The grandchildren of women who took the endocrine disrupter diethylstilbestrol (DES) during pregnancy face increased risk for attention-deficit/hyperactivity disorder (ADHD), according to results published online today in JAMA Pediatrics.
From 1938 through 1971, 5 to 10 million women in the United States were prescribed DES during pregnancy. Use began to wane in 1953, after a study found no benefit in preventing certain adverse pregnancy complications. Subsequently, in utero exposure has been linked to vaginal adenocarcinoma and adenosis in some of the “DES daughters,” and to hypospadias in grandsons and delayed regular menstrual cycles and fewer live births in granddaughters.
Previous studies in mice have shown that endocrine disruptors affect neurodevelopment of the third generation through effects on germline cells, but evidence in humans has been lacking, largely because there are few large cohorts that follow more than two generations.
For the current study, Marianthi-Anna Kioumourtzoglou, ScD, from the Department of Environmental Health Sciences at Columbia University Mailman School of Public Health, New York City, and colleagues investigated possible effects of DES exposure in humans on neurodevelopment in the third generation, and specifically, ADHD, using data from one of the few cohorts, the Nurses Health Study II.
The researchers collected health information in questionnaires mailed in 2013 to participants in the ongoing Nurses’ Health Study II about DES exposure during in utero development and attention-deficit/hyperactivity disorder (ADHD) diagnosis in their children. Using terminology borrowed from genetics, the women who took DES are referred to as the F0 generation, the study participants are their daughters (F1 generation), and the participants’ children are referred to as the F2 generation. The participants provided information on both their mothers’ DES exposure and physician-diagnosed childhood ADHD in their children.
Among 47,540 participants, 861 (1.8%) F0 mothers received DES while pregnant with the F1 participants. Of the 106,198 grandchildren, 5587 (5.3%) were diagnosed with ADHD, and the grandmothers of 137 (2.5%) of them took DES while pregnant.
The analysis showed an increased risk for ADHD among grandchildren of F0 DES users vs F0 nonusers, at 7.7% vs 5.2% (adjusted odds ratio [OR], 1.36; 95% confidence interval [CI], 1.10 – 1.67). The risk increased to an OR of 1.63 (95% CI, 1.18 – 2.25) if DES exposure occurred during the first trimester of pregnancy, suggesting a possible critical period, although the statistical power was low for the second and third trimester assessments. Sex of the grandchildren was not significant.
The researchers caution that “multigenerational neurodevelopmental deficits” associated with DES exposure in utero might add to other environmental exposure to endocrine disruptors, such as in pollution. “Because [endocrine-disrupting chemicals] are ubiquitous, the high prevalence of exposure and the possibility of cumulative consequences must be considered,” they write.
Limitations of the study include recall bias from the participants about their mothers’ exposures and maternal errors in reporting diagnoses of ADHD.

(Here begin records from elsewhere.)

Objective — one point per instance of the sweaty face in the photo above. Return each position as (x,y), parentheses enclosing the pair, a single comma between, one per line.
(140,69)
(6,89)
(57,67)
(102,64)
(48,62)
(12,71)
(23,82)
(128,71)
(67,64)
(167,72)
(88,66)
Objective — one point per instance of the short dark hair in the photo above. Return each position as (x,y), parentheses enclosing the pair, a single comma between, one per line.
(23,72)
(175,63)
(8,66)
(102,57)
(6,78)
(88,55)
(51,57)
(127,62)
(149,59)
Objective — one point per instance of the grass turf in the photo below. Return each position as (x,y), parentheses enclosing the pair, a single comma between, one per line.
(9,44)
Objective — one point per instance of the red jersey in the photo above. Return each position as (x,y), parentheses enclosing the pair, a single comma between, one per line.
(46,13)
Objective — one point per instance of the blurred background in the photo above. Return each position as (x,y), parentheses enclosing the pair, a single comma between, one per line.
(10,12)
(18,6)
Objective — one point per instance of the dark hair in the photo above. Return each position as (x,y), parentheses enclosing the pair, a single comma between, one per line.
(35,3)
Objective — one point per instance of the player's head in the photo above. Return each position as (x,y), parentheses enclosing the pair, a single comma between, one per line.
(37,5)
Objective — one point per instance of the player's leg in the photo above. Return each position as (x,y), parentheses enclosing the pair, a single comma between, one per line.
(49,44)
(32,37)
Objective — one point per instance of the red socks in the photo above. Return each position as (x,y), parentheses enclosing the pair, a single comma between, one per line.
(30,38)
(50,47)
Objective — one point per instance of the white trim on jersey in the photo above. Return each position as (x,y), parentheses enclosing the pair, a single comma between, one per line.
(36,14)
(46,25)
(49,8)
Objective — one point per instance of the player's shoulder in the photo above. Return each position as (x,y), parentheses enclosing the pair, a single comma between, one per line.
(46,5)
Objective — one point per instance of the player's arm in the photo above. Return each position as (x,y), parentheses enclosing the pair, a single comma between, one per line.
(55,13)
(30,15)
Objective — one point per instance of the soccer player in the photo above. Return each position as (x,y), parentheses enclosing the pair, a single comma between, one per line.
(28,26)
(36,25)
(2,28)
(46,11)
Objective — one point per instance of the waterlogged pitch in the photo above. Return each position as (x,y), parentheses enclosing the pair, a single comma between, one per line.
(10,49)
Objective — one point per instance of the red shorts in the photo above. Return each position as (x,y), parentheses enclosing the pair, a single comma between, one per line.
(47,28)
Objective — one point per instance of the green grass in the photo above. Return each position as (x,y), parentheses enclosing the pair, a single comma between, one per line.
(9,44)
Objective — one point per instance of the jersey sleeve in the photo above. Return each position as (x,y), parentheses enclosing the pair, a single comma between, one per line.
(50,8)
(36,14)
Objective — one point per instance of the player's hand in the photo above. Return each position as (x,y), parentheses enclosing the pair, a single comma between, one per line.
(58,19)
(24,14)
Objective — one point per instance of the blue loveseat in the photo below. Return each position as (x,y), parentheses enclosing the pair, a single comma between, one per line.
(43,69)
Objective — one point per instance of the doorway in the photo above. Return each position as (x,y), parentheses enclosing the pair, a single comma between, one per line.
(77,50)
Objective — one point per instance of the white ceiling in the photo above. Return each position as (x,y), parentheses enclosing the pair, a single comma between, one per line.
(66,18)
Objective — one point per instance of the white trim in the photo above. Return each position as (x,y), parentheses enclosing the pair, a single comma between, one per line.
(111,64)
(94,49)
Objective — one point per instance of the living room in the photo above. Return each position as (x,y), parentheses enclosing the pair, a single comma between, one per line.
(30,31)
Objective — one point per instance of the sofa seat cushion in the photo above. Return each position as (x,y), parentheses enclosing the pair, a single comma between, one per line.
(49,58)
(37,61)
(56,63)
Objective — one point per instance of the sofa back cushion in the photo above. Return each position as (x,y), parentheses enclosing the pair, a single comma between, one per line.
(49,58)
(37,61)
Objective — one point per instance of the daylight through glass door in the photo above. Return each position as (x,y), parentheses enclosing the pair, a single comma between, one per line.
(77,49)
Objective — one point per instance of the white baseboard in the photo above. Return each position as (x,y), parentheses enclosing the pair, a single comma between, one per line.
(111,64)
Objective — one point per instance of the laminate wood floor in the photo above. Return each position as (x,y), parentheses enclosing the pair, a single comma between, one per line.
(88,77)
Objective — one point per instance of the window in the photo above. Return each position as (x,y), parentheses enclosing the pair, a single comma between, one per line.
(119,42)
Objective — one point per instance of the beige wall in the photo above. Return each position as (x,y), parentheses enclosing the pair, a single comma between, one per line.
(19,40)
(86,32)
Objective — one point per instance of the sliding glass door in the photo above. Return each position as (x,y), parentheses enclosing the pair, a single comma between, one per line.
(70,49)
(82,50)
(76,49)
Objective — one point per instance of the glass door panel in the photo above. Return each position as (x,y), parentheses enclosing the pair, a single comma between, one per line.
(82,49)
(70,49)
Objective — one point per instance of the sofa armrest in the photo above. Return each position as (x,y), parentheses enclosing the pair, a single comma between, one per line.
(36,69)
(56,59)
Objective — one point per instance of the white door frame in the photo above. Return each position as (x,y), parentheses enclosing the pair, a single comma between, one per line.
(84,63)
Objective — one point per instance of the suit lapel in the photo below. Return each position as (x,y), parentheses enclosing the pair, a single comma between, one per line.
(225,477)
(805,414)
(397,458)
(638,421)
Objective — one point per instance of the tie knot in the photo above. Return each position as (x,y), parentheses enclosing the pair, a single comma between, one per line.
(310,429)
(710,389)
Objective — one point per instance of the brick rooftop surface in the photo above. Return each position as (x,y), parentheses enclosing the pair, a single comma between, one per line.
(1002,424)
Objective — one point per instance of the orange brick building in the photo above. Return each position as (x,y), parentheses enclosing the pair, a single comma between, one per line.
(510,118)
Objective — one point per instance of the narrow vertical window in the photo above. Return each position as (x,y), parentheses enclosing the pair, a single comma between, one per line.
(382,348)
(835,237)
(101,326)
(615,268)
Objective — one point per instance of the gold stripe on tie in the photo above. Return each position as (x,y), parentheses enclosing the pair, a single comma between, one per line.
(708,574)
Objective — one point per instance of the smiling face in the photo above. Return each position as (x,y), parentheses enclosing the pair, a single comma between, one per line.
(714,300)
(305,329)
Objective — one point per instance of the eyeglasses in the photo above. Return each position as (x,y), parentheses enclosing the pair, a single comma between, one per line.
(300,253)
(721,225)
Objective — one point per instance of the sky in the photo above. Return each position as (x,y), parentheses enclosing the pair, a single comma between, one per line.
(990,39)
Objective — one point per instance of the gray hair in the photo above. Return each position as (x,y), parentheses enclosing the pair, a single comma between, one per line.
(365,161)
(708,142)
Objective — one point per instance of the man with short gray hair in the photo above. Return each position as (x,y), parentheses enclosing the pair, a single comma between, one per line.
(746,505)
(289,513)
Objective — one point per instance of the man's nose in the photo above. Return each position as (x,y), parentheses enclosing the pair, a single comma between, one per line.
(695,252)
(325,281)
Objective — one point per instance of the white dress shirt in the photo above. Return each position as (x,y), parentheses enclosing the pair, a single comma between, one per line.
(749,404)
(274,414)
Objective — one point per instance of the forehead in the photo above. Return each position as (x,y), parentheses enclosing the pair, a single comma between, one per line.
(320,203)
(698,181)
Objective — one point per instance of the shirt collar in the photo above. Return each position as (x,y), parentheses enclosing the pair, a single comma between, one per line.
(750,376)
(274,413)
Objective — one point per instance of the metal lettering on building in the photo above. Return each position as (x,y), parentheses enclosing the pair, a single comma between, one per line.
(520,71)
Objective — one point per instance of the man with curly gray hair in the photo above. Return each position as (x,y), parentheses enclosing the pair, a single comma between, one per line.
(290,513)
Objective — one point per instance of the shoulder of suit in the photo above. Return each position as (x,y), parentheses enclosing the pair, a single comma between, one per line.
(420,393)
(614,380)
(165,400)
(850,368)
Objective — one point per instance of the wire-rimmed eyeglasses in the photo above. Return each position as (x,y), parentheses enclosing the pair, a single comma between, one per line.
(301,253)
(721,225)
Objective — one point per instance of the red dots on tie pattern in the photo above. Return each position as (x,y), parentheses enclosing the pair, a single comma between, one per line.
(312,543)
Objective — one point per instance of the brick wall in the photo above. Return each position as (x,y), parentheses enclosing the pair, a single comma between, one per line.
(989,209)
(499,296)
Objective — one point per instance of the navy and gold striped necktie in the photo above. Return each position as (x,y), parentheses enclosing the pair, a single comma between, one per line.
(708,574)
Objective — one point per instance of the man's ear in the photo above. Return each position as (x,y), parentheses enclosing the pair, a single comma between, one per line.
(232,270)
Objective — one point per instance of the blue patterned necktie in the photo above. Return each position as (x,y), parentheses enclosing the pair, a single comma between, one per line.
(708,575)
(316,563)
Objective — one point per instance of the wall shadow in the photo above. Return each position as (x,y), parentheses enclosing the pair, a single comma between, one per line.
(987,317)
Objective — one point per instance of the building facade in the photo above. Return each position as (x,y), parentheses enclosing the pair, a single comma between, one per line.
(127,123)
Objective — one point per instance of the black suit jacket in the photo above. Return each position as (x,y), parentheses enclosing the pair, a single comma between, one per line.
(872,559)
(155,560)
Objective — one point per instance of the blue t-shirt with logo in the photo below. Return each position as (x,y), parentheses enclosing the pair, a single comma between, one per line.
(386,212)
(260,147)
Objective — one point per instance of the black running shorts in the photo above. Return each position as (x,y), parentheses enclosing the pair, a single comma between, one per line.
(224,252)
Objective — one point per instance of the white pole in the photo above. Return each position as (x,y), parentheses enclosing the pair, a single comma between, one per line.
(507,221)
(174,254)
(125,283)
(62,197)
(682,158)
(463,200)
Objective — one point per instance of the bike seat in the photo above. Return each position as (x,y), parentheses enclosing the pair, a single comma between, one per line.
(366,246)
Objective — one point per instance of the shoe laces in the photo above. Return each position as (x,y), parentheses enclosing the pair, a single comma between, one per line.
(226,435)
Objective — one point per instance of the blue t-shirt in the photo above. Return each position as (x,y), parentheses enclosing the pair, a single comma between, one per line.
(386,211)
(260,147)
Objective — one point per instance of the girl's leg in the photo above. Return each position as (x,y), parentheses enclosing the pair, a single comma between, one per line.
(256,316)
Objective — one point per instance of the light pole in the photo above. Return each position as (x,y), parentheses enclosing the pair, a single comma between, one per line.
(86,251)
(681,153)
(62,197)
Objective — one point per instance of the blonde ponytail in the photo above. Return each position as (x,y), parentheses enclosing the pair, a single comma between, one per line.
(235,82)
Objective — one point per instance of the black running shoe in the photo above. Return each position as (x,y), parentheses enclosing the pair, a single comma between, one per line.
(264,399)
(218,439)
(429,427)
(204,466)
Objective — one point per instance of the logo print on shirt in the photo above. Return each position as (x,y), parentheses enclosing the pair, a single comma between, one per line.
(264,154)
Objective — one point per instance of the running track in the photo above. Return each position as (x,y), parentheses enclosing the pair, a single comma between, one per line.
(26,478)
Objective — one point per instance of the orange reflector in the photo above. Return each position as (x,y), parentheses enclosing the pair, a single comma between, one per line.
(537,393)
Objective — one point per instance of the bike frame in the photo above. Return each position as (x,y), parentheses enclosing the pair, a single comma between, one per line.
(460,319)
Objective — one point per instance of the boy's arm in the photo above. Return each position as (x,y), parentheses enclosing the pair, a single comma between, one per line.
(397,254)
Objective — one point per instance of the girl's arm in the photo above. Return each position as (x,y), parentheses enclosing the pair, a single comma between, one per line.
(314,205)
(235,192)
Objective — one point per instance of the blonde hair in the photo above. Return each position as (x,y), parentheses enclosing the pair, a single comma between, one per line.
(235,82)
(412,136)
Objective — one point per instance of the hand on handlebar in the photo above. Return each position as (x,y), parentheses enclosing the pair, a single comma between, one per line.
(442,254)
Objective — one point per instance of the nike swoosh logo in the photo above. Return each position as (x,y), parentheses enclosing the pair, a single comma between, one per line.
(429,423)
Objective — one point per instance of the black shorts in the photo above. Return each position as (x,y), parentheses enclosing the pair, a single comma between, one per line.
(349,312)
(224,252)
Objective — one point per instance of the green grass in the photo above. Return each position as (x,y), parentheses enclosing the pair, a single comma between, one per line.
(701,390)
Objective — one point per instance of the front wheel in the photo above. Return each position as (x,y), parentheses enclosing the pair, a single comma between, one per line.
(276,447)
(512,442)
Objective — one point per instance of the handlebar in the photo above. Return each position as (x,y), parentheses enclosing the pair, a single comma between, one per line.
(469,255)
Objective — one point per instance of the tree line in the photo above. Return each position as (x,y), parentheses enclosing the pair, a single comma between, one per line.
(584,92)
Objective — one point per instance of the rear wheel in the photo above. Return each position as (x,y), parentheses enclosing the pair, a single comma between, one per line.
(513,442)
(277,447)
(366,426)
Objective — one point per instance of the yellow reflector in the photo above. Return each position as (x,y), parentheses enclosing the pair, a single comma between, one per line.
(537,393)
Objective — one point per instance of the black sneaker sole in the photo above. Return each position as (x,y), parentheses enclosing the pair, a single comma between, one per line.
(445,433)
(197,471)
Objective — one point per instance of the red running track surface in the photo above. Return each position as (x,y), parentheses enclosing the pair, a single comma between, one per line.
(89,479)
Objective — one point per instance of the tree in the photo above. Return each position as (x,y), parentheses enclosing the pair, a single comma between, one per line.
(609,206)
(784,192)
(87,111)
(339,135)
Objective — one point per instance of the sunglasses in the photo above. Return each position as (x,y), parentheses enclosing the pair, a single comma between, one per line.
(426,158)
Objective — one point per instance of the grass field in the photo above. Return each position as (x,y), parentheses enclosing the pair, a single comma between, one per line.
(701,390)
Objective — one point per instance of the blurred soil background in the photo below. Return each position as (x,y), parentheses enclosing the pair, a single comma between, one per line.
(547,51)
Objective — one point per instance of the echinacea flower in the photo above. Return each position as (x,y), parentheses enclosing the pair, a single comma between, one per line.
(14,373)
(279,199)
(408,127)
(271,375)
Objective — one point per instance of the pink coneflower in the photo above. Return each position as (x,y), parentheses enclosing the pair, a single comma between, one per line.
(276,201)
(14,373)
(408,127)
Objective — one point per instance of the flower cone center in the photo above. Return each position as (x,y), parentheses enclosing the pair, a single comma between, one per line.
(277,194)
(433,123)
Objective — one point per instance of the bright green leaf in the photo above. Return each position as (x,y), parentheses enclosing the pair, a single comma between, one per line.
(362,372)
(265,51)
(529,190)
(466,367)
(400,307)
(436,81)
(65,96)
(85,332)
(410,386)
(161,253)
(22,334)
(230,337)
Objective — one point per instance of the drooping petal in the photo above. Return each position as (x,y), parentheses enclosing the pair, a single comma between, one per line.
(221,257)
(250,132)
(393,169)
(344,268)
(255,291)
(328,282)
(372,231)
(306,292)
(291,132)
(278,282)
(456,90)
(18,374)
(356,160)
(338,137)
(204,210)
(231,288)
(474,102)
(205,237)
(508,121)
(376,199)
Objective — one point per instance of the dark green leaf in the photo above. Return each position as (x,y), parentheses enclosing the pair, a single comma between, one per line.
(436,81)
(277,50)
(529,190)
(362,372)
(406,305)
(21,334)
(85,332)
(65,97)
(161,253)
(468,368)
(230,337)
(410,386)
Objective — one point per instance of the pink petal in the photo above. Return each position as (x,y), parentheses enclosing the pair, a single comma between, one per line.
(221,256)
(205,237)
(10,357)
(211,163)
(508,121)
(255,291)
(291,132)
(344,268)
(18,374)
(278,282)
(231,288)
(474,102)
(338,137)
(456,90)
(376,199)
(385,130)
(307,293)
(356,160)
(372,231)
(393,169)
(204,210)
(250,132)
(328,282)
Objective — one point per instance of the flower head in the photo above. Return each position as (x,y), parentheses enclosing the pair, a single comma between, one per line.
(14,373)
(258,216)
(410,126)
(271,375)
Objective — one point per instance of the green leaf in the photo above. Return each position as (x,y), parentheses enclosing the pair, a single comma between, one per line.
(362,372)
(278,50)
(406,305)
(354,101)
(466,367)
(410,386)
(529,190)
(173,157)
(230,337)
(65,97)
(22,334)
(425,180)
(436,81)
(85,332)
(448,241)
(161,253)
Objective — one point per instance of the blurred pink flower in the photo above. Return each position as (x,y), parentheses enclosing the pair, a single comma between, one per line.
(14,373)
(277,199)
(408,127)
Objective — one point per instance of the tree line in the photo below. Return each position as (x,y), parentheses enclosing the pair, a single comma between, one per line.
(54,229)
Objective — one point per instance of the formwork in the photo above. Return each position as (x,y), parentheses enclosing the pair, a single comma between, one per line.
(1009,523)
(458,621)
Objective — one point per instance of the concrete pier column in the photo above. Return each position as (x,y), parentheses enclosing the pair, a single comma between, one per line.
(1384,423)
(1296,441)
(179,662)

The multigenerational effects of DES exposure could arise in two ways: direct changes to the DNA sequence and epigenetic changes, which affect chromosome modifications and gene expression but not the DNA base sequence. The new study did not distinguish the two possible mechanisms.
In an accompanying editorial, Joel T. Nigg, PhD, from the Department of Psychiatry, Oregon Health & Science University, Portland, focuses on the possibility that the increased ADHD risk in the F2 generation could be a result of epigenetic changes caused by DES exposure. In addition, he notes, as the authors do, that there are a multitude of other endocrine disrupting pollutants in the environment that might also affect neurodevelopment.
“Kioumourtzoglou et al use an approach that is as important as it is underused: an examination of multigenerational transmission of environmental associations. That approach may be the most important from an epidemiological perspective,” Nigg writes.
“When it comes to psychiatric illness, we are overdue for a ‘decade of the environment’ or perhaps a ‘decade of epigenetics’ in which truly integrative science takes center stage,” he continues. “What has become clear is that environmental moderators or mediators of psychopathology and neurodevelopmental disorders should be high-priority.”
The researchers and editorial writer have disclosed no relevant financial relationships.
JAMA Pediatr. Published online May 21, 2018.